Poetry and music are intimately related and reciprocal art forms, each striving to communicate through sound. This exhibit is a celebration of these artistic interrelationships, curated by the librarians responsible for the music and poetry collections in Regenstein.
Both poetry and music are meant to be performed aloud, although it is possible to experience them as notation – be it musical symbols, alphabetical symbols or a more abstract form – on a printed page.?We often think of music and poetry as united by a composer setting poetry to music, but their relationship can be much more subtle and complex. This exhibit explores the similarities between the two arts that each use notation not only to give meaning, but also to instruct a performer in the creation of the intended sonic experience
Occasionally both poets and composers add another dimension to their forms by crossing over into visual representations. Examples of this textual/notational – visual interplay have occurred from the dawn of writing and notated music, reaching a high point in so-called concrete poetry in the early 20th-century, and continuing as images become ever more abstract into the 21st. "Written to be seen" examines how similar shapes are utilized differently by composers and poets to express a variety of themes.
Poets and composers have often reacted to each other's artistry in a sort of "mutual admiration." In addition to setting text to music and vice versa, they have attempted to recreate the emotion that the poem or composition brought to them. Musicians have composed or titled pieces after poems, and writers have described music with words.
"Poetry atrophies, when it gets too far from music," Ezra Pound observes in his ABC of Reading.

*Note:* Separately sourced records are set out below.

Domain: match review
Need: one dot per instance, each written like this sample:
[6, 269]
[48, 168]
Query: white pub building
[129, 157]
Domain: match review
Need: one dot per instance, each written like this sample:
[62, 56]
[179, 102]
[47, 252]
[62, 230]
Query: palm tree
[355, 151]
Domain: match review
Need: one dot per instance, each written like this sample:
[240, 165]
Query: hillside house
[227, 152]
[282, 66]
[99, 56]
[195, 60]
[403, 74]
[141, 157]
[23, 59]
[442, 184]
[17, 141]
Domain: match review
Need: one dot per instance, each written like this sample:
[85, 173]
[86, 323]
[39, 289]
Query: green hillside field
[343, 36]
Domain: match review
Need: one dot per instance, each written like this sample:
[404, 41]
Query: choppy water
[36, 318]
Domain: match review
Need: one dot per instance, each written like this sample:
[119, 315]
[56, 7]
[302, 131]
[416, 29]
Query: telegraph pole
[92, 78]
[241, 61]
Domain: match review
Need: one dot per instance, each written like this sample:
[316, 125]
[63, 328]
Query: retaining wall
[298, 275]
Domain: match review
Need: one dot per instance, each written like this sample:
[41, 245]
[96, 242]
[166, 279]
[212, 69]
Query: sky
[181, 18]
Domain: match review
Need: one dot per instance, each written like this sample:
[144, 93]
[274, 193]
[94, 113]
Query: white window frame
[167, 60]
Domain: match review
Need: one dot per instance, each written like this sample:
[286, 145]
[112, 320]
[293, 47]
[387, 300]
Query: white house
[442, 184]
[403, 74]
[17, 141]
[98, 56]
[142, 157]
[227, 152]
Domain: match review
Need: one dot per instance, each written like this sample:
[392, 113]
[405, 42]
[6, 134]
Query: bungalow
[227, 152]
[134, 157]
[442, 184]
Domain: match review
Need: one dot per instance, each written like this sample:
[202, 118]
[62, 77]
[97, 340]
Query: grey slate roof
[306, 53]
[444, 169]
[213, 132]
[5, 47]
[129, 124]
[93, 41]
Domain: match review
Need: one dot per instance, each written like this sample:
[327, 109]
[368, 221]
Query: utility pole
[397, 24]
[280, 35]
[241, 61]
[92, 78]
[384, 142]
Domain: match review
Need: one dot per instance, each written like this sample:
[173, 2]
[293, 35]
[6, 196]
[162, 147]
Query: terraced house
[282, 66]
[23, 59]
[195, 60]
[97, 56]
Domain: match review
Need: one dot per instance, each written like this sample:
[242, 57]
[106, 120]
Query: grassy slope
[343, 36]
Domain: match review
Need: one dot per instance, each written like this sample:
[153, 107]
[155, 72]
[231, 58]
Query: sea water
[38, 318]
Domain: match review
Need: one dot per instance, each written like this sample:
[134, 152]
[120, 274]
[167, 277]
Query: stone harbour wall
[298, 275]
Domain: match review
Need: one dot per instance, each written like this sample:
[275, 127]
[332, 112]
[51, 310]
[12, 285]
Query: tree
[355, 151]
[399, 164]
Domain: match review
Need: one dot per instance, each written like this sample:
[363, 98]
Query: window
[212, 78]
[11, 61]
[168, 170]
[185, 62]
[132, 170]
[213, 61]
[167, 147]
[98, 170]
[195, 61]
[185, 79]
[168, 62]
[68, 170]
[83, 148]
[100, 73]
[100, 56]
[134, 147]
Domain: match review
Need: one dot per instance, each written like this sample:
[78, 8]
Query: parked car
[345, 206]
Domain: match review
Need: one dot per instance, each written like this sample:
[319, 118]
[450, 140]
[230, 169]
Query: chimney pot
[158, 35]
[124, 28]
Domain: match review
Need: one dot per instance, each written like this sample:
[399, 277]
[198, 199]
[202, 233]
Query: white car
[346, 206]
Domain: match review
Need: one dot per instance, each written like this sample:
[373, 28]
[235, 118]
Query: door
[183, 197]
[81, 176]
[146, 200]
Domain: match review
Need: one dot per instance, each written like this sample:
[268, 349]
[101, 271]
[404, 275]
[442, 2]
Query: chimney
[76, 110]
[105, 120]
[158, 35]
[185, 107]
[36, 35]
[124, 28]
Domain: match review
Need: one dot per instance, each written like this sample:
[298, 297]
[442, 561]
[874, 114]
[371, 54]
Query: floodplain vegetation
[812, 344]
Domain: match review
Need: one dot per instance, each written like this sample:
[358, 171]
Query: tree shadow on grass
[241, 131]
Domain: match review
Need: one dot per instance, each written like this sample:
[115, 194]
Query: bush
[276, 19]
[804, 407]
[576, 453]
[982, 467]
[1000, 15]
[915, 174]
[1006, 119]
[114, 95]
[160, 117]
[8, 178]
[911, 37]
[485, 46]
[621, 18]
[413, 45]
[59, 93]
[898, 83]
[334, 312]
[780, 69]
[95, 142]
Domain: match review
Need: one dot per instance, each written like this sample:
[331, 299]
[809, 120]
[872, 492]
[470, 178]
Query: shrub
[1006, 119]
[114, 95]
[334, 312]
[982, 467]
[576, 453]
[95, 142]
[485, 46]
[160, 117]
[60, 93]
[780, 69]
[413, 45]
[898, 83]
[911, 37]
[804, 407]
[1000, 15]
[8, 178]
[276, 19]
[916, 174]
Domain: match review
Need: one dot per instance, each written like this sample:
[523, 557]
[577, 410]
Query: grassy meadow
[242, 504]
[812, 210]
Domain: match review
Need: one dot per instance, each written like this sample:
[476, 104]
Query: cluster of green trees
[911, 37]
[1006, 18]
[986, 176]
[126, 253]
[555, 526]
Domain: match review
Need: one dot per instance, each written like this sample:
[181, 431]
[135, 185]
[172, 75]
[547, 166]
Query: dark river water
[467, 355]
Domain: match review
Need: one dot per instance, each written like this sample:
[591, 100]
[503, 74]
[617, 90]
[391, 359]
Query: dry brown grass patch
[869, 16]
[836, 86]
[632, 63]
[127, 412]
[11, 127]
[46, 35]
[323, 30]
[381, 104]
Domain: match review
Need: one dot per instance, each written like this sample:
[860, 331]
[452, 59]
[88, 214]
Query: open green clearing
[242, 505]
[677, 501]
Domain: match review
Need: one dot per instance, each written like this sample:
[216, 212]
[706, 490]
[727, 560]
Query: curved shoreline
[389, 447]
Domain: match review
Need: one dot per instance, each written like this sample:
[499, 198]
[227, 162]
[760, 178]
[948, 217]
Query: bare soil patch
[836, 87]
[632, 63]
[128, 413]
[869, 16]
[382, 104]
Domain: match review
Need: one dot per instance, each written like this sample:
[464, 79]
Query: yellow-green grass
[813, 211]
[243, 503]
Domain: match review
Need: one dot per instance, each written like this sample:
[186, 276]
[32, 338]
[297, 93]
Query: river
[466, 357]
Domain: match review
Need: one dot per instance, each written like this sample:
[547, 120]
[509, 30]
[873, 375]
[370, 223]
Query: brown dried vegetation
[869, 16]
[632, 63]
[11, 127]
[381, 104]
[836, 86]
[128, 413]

Beyond reaction, there is the "art of imitation" as composes attempt to imitate poetic imagery and poetry focuses only on the production of sound.?Music has sought to overcome its lack of semantic meaning by expressing the poetic text through subtle imitation of sounds or specific images, such as the "word-painting" of 16th century madrigal. Composers reproduce images that evoke emotion and recount tales, in these examples through the direction of the musical line, tempi, and repetition.? Poetry has always been concerned with the sound of the words, with a large number of terms to describe them (e.g., consonance, assonance and alliteration, to name but three). Literary movements beginning with Dada in the early 20th century sought to elevate the sound above the inherent meaning of the text.
Works on display are drawn from our collections and are but a sample of the many that would be possible to include.